Risk 2: Attacks by Competitors
Companies are facing aggressive competitors, who don’t comply with the regulations (e.g. in relation to environmental law requirements, product safety, know-how protection, anti-corruption, etc) in order to lower costs and get illegal business advantages. Competitors can also spread deliberately fake news about the quality of products and services in order to damage the brand’s reputation. Unfair marketing practices by competitors will also hit the company’s business. Therefore, it is important to develop robust and realistic legal strategies, which can defend the company against those attacks. The available legal tools for stopping the competitor’s attacks, very much depend on the individual scenario and the affected industry. Some industry sectors have set up their internal blacklisting systems in order to inform each other about wrongdoings. Soft legal tools usually start by alerting the Chief Compliance Officer, Ombudsman or other senior management of the competitor and could end up involving the prosecutor, all of which depends on the individual situation.

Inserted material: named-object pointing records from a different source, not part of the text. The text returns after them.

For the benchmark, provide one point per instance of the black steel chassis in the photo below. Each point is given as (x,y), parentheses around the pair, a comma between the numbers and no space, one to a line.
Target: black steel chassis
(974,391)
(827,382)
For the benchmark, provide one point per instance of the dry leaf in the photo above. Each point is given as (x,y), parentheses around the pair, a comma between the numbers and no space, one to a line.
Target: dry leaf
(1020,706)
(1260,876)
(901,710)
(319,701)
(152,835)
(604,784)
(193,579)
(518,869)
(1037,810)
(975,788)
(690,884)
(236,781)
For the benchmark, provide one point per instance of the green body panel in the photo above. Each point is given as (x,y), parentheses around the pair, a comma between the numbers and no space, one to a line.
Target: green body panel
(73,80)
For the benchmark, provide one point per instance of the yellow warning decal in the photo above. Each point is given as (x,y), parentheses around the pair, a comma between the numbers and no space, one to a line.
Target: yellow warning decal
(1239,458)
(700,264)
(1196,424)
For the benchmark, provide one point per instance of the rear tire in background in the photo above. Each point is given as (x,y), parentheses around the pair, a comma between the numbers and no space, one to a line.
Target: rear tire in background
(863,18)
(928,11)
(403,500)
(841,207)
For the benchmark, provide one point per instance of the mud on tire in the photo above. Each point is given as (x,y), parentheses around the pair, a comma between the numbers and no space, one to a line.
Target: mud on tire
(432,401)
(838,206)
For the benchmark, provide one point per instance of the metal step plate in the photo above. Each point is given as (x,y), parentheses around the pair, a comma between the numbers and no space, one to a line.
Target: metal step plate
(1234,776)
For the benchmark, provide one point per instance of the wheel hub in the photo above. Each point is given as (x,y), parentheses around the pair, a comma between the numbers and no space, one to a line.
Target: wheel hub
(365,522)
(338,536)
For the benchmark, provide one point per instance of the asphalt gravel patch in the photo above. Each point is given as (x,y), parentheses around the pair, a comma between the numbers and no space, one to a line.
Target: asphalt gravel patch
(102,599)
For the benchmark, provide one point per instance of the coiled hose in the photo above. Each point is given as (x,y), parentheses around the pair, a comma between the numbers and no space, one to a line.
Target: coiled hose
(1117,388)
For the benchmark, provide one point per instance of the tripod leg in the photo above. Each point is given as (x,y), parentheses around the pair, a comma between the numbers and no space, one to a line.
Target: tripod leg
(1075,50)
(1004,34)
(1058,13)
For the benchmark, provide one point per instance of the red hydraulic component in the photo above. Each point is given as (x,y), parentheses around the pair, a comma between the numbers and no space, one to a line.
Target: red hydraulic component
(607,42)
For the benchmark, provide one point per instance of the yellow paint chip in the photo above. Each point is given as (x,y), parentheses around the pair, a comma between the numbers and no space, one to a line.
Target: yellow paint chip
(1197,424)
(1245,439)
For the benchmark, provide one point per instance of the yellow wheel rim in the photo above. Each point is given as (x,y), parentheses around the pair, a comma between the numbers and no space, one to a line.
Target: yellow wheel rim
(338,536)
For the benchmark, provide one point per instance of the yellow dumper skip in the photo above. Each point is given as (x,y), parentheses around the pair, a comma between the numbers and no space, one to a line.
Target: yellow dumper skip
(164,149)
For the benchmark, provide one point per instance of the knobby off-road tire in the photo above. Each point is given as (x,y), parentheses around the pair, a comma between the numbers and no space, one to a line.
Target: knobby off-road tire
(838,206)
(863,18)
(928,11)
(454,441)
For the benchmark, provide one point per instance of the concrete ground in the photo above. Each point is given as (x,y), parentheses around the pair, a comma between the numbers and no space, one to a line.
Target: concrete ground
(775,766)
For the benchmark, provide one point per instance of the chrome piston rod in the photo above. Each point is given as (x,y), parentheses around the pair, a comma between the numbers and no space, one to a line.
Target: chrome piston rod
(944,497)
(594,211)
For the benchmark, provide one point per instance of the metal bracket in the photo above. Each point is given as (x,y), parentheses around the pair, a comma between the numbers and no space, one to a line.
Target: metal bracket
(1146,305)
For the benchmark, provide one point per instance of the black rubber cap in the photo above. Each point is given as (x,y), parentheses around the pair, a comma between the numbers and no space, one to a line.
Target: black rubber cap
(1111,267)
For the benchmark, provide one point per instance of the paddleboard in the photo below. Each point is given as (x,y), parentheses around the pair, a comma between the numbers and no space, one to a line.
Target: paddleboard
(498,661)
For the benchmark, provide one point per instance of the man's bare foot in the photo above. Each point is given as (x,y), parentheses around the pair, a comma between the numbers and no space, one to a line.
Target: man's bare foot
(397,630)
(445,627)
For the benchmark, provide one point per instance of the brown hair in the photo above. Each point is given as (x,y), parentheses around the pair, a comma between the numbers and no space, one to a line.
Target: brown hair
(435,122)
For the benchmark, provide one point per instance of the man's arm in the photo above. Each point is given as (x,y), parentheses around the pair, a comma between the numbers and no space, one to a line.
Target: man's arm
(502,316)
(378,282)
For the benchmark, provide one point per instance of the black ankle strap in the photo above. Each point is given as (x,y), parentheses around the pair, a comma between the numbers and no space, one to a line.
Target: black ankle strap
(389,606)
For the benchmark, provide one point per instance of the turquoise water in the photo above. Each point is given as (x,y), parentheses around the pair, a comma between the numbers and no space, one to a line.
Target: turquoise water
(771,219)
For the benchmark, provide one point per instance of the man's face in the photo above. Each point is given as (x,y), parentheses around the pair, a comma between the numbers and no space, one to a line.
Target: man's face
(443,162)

Risk 3: Reputation Risks in a Hyper-Connected World
More than 13 millions read the story on the Chinese social network Weibo, that the CEO of a German leading company’s trucks division in China, a German citizen, has made insulting remarks about the Chinese. Many of them asked to boycott this foreign car brand. This story, which spread like wildfire, demonstrates that foreign companies in China need to have strategies in place in order to respond quickly to allegations at social media, which can damage the reputation of their brands. Cyber attacks, which leak confidential information, will damage the company’s reputation too. Social media activities of staff, e.g. at the Chinese WeChat, can lead to reputational risks too. The reaction time to allegations in the hyper-connected world of social media platforms is very limited, so that often a reaction of the affected company is required before internal investigations have been completed. Foreign companies in China need to anticipate these reputational risks, and need to develop china-realistic legal strategies, in order to be well prepared to manage the next reputation crisis.
Risk 4: Restructuring Hit by Hidden Risks
Downsizing business in China can quickly lead to dynamic scenarios, where hidden legal, tax, customs, environmental, product security or other risks could arise, and are getting difficult to manage. The actual risk profile of the company could be unclear given that the previous local management was not interested to mitigate the company’s liability risks, and the headquarter’s management did not realize that certain hidden risks are actually existing. This particularly applies to those foreign investors, who rushed into the Chinese market and had a weak internal control. Hidden risks are usually connected to intransparent procurement and sales practices of the company. Additional typical risk drivers is a high involvement of third parties and a low retention rate. Restructuring plans are getting hit or even failed once hidden risks pop up. These negative scenarios can be avoided by an early risk audit. Risk audits can help to screen first the actual risk profile of the operation in China, and will be then used as a solid basis for the mitigation of the identified risks and the development of a safe restructuring plan, before staff, business partners and authorities will be involved.
Risk 5: Copy Paste Approach Fails in China
It is risky to simply copy and paste the compliance management system from the headquarter abroad and apply to the Chinese subsidiary. This approach will likely fail in practice. Typical examples: The online compliance training, which has been worked out by the headquarter abroad, fails in China due to technical intranet issues. The Global Code of Conduct is not available in Chinese language, or is just not binding due to specific effectiveness requirements under Chinese laws. The internal audit on the China business will be conducted by staff from the headquarter, who are not familiar with the Chinese language and the regulatory environment in China. The company either needs their own qualified internal audit team in China, or must involve external support. Further, the copy paste approach can’t address the operational risks typical in China. It would be ideal to use the headquarter’s compliance management system as the basis, and then to adjust it to the regulatory situation of the subsidiary in China. A solid compliance management system in China will be driven by transparency on the business partners, preventive protection tools and a rapid alert system.